Он почувствовал — что-то не так. И не клюнет повторно на отговорку, связанную с его матерью. Поэтому Барбара сказала ему правду, поскольку что-то в Робине, чего она не замечала раньше — хищная сексуальность, — шепнуло ей: есть вероятность, что он истолкует эту правду нужным для нее образом.
— Я тебя боюсь.
Она увидела мелькнувшую в его глазах искру подозрения, но доверчиво продолжала смотреть ему прямо в лицо.
— Прости, — продолжала она. — Я пыталась тебе объяснить. Я сто лет не была с мужчиной. И теперь уже не знаю, как и что делать.
Искорка потухла. Он наклонился к ней.
— Это к тебе вернется, — пробормотал Робин. — Обещаю.
Барбара стерпела еще один поцелуй, издав, как она надеялась, нужный звук. В ответ Робин направил ее руку к своей промежности и прижал куда полагается. Застонал.
Что дало ей повод отодвинуться от него. Барбара учащенно дышала, старательно изображая смущение и растерянность.
— Все слишком быстро. Черт, Робин. Ты привлекательный мужчина. Ты дьявольски сексуален. Но я просто не готова к… В смысле, мне нужно немного времени. — Она взъерошила волосы костяшками пальцев. Удрученно улыбнулась. — Я чувствую себя полной неумехой. Нельзя ли немного помедленнее? Дай мне возможность…
— Но ты же завтра уезжаешь, — заметил он.
— Уезжаю?.. — Она спохватилась в последний момент. — Но всего лишь в Лондон. И сколько до Лондона? Восемьдесят миль? Всего ничего, если уж очень захочется. — Она улыбнулась, ругая себя за то, что так мало в своей жизни практиковалась в женских уловках. — А тебе ведь хочется в Лондон? Очень-очень?

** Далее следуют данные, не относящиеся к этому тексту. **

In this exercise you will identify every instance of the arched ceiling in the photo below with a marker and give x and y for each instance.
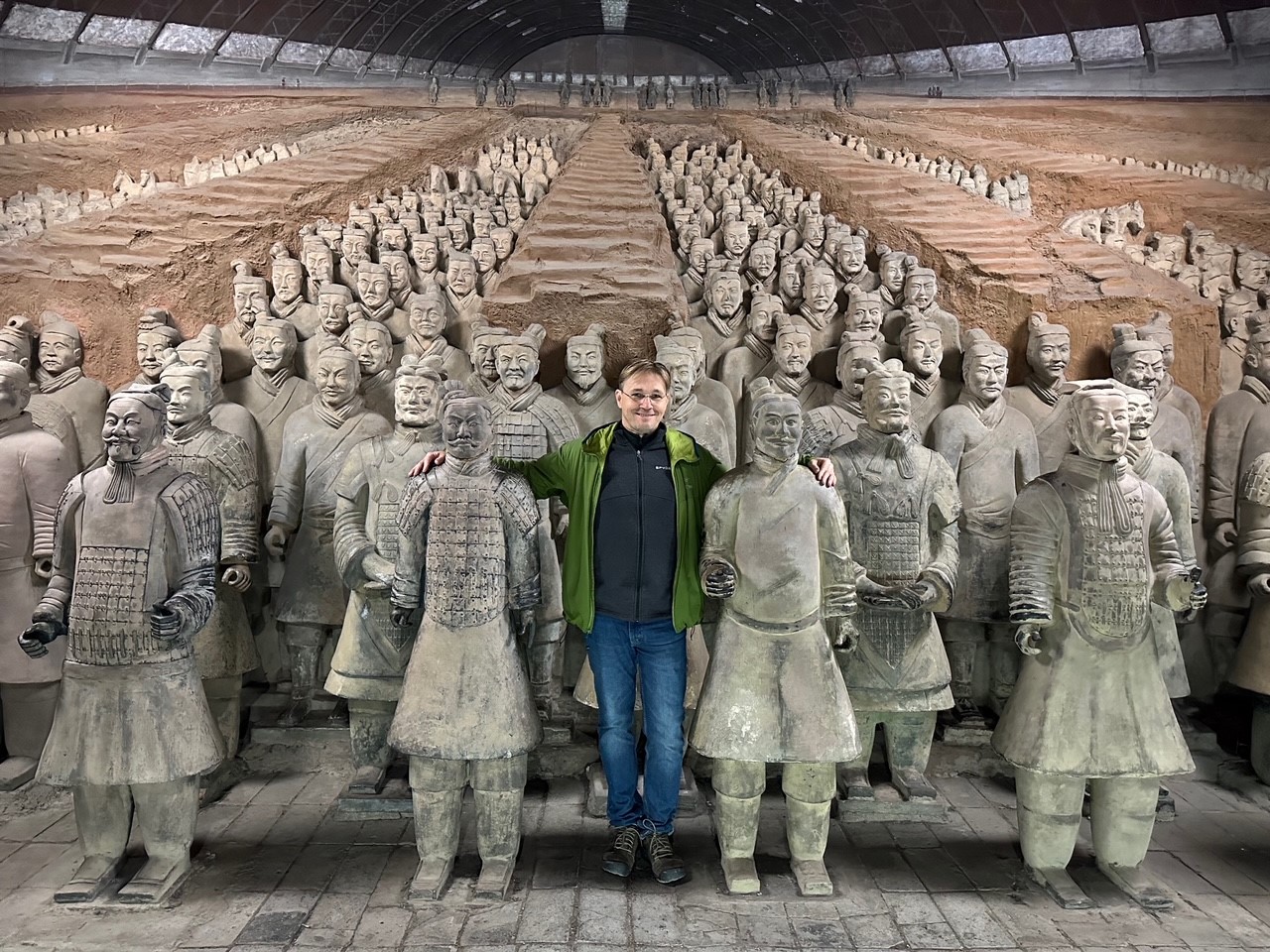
(739, 35)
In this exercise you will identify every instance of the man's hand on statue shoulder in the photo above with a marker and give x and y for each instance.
(435, 458)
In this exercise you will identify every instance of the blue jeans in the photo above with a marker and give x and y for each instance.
(658, 653)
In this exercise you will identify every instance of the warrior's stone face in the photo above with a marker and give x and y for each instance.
(287, 281)
(59, 353)
(583, 362)
(272, 349)
(151, 349)
(517, 366)
(1100, 426)
(250, 301)
(778, 428)
(414, 400)
(924, 352)
(888, 405)
(793, 353)
(130, 429)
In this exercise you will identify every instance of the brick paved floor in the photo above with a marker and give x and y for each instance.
(277, 871)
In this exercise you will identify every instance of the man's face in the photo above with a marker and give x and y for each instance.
(920, 290)
(372, 348)
(130, 429)
(517, 366)
(59, 353)
(461, 277)
(466, 429)
(373, 287)
(987, 377)
(888, 405)
(272, 349)
(1100, 428)
(414, 400)
(583, 362)
(249, 302)
(151, 349)
(793, 353)
(335, 381)
(1142, 414)
(778, 428)
(287, 282)
(924, 352)
(189, 400)
(1144, 371)
(643, 402)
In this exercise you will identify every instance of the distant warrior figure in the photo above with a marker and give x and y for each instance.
(902, 507)
(992, 449)
(60, 377)
(584, 390)
(778, 555)
(1040, 398)
(372, 653)
(223, 651)
(135, 558)
(312, 599)
(468, 557)
(36, 470)
(1092, 547)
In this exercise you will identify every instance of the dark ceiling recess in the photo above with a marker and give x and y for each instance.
(738, 35)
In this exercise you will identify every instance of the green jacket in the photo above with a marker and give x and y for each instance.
(574, 471)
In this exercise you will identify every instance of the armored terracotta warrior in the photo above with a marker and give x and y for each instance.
(527, 425)
(838, 420)
(36, 470)
(317, 439)
(134, 581)
(223, 651)
(743, 363)
(776, 553)
(371, 344)
(992, 449)
(16, 345)
(1166, 476)
(902, 507)
(1091, 548)
(60, 377)
(157, 335)
(372, 652)
(1040, 397)
(250, 303)
(584, 390)
(922, 348)
(272, 393)
(468, 557)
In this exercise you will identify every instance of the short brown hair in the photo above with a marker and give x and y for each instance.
(643, 366)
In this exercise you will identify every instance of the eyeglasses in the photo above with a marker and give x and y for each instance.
(654, 399)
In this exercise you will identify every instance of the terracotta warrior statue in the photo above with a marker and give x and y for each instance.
(223, 649)
(36, 470)
(584, 390)
(776, 552)
(312, 598)
(134, 580)
(60, 377)
(902, 507)
(529, 424)
(1092, 547)
(272, 393)
(1040, 397)
(371, 655)
(468, 557)
(992, 449)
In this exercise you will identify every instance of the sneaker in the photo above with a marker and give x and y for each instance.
(667, 867)
(620, 857)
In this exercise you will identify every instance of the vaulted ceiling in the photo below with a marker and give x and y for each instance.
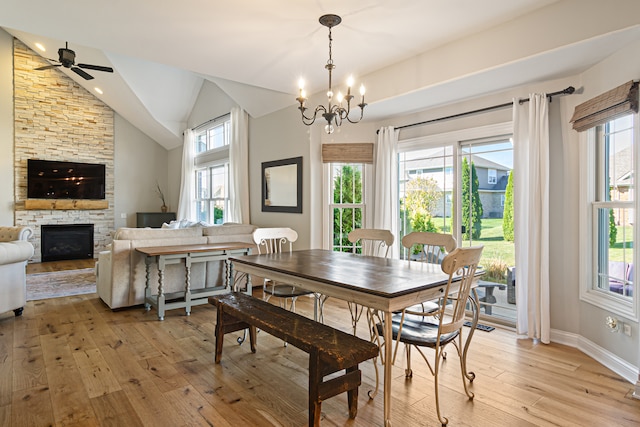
(255, 51)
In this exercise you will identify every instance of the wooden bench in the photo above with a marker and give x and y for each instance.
(330, 350)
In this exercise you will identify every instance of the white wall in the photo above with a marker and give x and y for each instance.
(6, 129)
(614, 71)
(278, 136)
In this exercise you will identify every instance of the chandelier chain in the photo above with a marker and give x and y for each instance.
(334, 114)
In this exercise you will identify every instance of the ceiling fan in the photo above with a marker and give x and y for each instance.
(67, 59)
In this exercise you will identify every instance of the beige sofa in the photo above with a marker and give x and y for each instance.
(15, 251)
(121, 269)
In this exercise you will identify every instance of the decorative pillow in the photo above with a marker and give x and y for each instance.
(183, 223)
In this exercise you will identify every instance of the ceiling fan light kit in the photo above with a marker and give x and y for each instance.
(67, 59)
(333, 113)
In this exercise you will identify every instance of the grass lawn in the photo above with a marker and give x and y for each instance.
(495, 247)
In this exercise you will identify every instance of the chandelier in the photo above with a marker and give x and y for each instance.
(333, 113)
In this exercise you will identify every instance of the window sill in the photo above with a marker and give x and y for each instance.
(612, 303)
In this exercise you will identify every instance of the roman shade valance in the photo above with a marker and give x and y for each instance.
(607, 106)
(347, 153)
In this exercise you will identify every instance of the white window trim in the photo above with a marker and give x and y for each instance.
(454, 139)
(327, 193)
(587, 265)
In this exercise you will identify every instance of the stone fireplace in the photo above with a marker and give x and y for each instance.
(66, 241)
(57, 119)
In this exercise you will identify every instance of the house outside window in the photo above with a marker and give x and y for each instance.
(492, 176)
(611, 168)
(436, 200)
(212, 171)
(347, 205)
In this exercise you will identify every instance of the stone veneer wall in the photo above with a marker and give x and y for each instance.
(57, 119)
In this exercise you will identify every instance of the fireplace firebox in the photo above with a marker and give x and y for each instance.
(66, 241)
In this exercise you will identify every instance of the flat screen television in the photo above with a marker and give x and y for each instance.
(50, 179)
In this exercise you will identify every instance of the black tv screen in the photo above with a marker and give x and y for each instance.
(49, 179)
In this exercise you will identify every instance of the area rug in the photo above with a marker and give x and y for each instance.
(60, 283)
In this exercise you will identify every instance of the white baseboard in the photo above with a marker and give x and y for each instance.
(621, 367)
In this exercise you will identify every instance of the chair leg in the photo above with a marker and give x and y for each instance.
(443, 420)
(356, 312)
(408, 373)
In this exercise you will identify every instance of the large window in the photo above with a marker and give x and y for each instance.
(212, 196)
(347, 202)
(613, 213)
(212, 171)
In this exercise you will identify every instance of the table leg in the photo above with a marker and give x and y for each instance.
(147, 286)
(161, 296)
(388, 350)
(475, 307)
(229, 282)
(187, 291)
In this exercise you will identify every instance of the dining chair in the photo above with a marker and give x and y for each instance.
(445, 325)
(429, 247)
(370, 242)
(277, 240)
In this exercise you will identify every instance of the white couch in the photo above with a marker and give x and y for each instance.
(121, 269)
(15, 251)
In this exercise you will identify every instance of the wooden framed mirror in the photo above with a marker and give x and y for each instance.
(282, 185)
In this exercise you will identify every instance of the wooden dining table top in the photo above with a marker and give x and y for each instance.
(193, 248)
(383, 277)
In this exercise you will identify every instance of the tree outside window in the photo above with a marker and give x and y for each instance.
(471, 205)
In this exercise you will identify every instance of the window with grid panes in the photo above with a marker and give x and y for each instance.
(212, 171)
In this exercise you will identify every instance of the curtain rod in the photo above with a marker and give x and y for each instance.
(567, 91)
(209, 121)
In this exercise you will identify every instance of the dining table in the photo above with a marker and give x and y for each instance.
(383, 284)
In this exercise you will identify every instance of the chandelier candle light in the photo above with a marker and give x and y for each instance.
(334, 114)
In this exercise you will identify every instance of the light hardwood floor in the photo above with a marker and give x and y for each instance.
(73, 362)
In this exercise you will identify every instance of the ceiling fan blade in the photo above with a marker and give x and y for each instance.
(82, 73)
(47, 67)
(96, 67)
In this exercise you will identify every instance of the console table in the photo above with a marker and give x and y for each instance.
(188, 254)
(154, 219)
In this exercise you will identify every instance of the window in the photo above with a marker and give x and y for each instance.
(212, 199)
(212, 171)
(425, 199)
(613, 212)
(347, 204)
(454, 196)
(492, 176)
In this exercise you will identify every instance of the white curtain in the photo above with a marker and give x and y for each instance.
(186, 208)
(531, 216)
(239, 167)
(385, 203)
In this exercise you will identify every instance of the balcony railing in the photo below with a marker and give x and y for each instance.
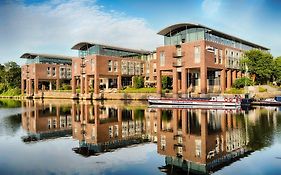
(178, 54)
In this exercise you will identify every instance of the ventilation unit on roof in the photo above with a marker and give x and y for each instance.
(210, 49)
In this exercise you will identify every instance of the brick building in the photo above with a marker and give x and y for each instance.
(200, 59)
(112, 67)
(42, 71)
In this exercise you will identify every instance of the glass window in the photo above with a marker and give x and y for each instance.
(109, 65)
(197, 54)
(162, 58)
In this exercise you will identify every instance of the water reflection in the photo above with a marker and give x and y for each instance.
(194, 141)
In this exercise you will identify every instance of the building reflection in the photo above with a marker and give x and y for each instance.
(43, 120)
(105, 127)
(200, 141)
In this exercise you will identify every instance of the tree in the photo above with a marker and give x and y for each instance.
(166, 82)
(259, 63)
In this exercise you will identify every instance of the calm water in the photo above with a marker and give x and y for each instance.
(115, 137)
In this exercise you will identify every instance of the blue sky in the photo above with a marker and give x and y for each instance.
(55, 26)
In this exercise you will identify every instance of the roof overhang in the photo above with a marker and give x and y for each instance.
(182, 26)
(87, 45)
(51, 56)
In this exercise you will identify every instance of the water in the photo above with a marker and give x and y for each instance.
(118, 137)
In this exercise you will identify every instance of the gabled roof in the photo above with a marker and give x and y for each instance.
(87, 45)
(183, 26)
(51, 56)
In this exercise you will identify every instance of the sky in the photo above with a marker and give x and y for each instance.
(54, 26)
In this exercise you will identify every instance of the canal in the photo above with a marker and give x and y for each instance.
(128, 137)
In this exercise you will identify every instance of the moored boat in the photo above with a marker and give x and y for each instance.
(213, 101)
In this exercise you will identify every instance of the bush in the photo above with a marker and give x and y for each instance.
(262, 89)
(138, 82)
(241, 82)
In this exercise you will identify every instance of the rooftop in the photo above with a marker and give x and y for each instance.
(183, 26)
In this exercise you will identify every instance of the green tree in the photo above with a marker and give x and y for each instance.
(12, 74)
(259, 63)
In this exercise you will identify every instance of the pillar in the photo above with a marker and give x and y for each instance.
(203, 79)
(239, 74)
(86, 84)
(82, 84)
(175, 83)
(74, 85)
(159, 82)
(184, 82)
(223, 83)
(119, 82)
(234, 73)
(228, 85)
(96, 84)
(36, 86)
(57, 84)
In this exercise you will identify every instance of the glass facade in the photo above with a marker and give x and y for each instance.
(40, 59)
(183, 35)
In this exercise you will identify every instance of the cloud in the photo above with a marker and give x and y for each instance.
(210, 7)
(55, 26)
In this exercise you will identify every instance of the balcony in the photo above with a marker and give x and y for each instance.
(178, 54)
(178, 64)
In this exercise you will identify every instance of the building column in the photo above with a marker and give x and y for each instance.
(203, 79)
(74, 85)
(223, 80)
(50, 86)
(119, 82)
(239, 74)
(184, 82)
(86, 84)
(234, 73)
(22, 86)
(96, 84)
(159, 82)
(57, 84)
(175, 83)
(228, 85)
(82, 84)
(36, 86)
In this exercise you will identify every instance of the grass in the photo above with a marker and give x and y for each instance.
(140, 90)
(235, 91)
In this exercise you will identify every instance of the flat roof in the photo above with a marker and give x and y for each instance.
(50, 56)
(87, 45)
(182, 26)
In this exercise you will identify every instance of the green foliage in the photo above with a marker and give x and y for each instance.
(235, 91)
(138, 82)
(139, 90)
(241, 82)
(262, 89)
(259, 63)
(166, 82)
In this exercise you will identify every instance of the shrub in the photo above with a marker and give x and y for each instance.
(241, 82)
(138, 82)
(262, 89)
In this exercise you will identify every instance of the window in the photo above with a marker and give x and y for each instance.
(109, 66)
(54, 71)
(220, 57)
(162, 58)
(197, 54)
(115, 66)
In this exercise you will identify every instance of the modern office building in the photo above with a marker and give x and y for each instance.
(42, 71)
(111, 67)
(200, 59)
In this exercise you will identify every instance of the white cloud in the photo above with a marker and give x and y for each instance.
(210, 7)
(54, 27)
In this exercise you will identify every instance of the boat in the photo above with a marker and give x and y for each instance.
(213, 101)
(276, 101)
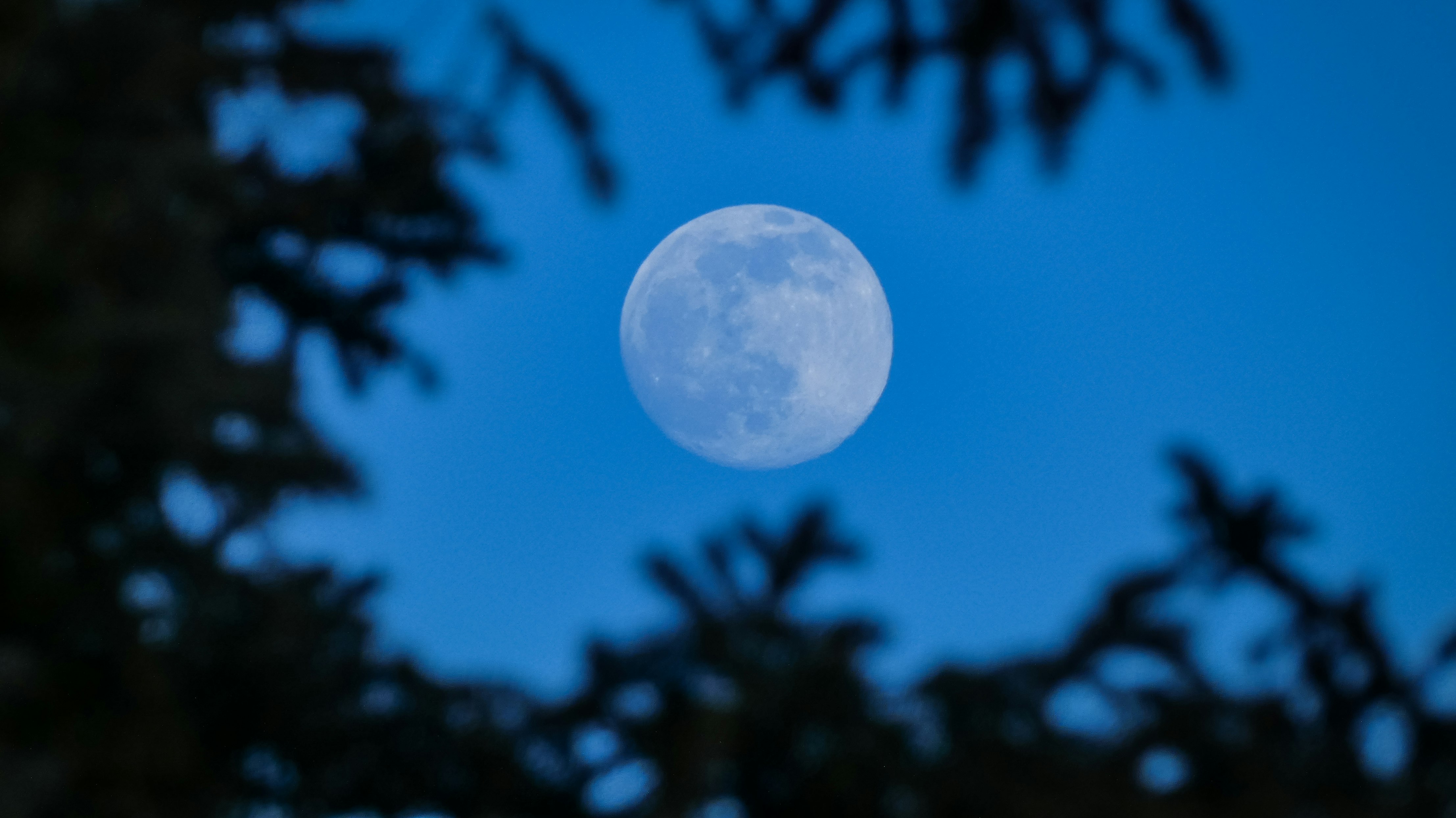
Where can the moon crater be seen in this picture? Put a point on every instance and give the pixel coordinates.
(756, 337)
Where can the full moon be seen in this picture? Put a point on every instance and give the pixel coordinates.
(756, 337)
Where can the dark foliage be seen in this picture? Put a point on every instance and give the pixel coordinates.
(758, 710)
(143, 676)
(137, 674)
(1069, 49)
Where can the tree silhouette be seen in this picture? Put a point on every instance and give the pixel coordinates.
(1069, 47)
(758, 712)
(143, 676)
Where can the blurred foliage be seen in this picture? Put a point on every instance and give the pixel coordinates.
(145, 671)
(1069, 50)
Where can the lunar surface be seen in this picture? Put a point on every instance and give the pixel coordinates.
(756, 337)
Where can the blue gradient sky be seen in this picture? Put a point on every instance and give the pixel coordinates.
(1267, 273)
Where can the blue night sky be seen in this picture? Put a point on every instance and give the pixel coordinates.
(1267, 273)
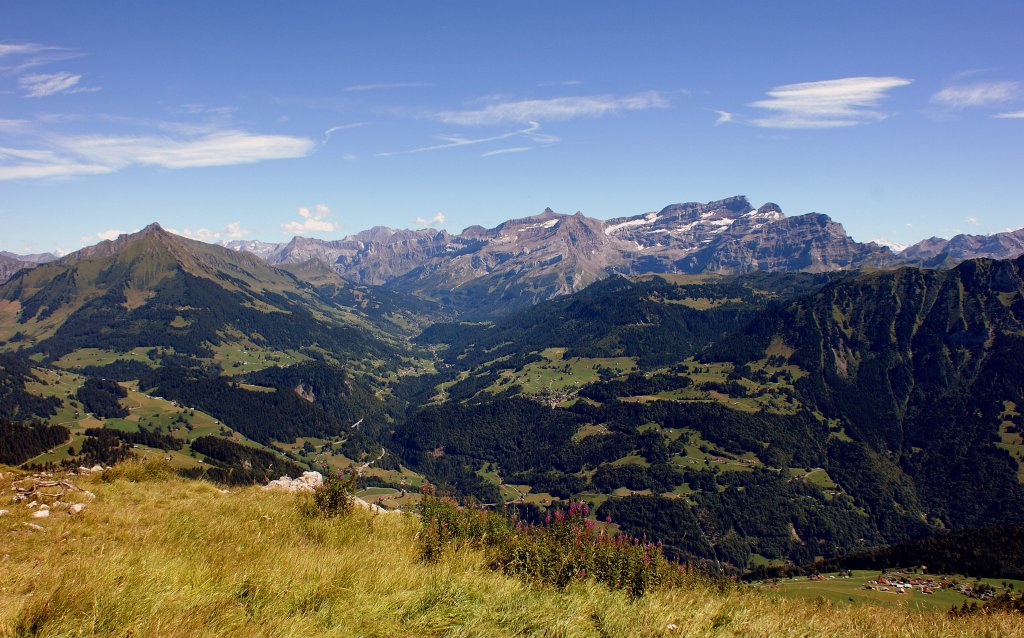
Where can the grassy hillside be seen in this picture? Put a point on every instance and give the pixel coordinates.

Он провел пальцем по носу Барбары. Тремя пальцами погладил ее губы. Она стояла неподвижно, игнорируя побуждение отхватить ему палец до третьей фаланги.
— Мне нужно время, — повторила она. — И Лондон не так уж далеко. Ты даешь мне немного времени?
Крохотный запас ее сомнительных женских хитростей закончился. Она ждала, что будет дальше. Барбара не отказалась бы сейчас от deus ex machina[39]. Кто-нибудь на всех парах спустившийся с небес на огненной колеснице был бы весьма кстати. Она находилась в руках Робина, как и он — в ее. Она говорила: не сейчас, не здесь, пока нет. Следующий шаг был целиком за ним.
Робин снова коснулся губами ее губ. Его ладонь прошлась по животу Барбары и на мгновение скользнула ниже. Движение было настолько молниеносным, что Барбара ничего не почувствовала бы, если б не сила его пальцев. Даже когда он убрал руку, ощущение жара осталось.
— Лондон, — произнес он. И улыбнулся. — Давай ужинать.
Она стояла у окна спальни и напряженно вглядывалась в темноту. Фонарей на Бербейдж-роуд не было, поэтому Барбаре приходилось надеяться, что света луны, звезд и фар изредка проезжавших машин окажется достаточно, чтобы выявить признаки присутствия обещанного Линли полицейского наблюдения. Каким-то чудом ей удалось не подавиться ужином. Она даже не помнила, что еще приготовил Робин, кроме бараньих отбивных. На столе в столовой стояли блюда, и Барбара что-то брала с них, изображая процесс поглощения пищи. Она жевала, глотала, выпила бокал вина, поменяв его на бокал Робина, когда тот вышел на кухню за овощами. Но вкуса Барбара не чувствовала. Функционировало, похоже, только одно из пяти ее чувств — слух. И она прислушивалась ко всему: к звуку его шагов, ритму собственного дыхания, к скрежету ножей по тарелкам, а больше всего — к любым приглушенным звукам, доносившимся с улицы. Машина подъехала? Мягкие шаги мужчин, занимающих свои посты? Где-то позвонили в дверь, чтобы полицейские могли в чьем-то доме дожидаться выхода Робина?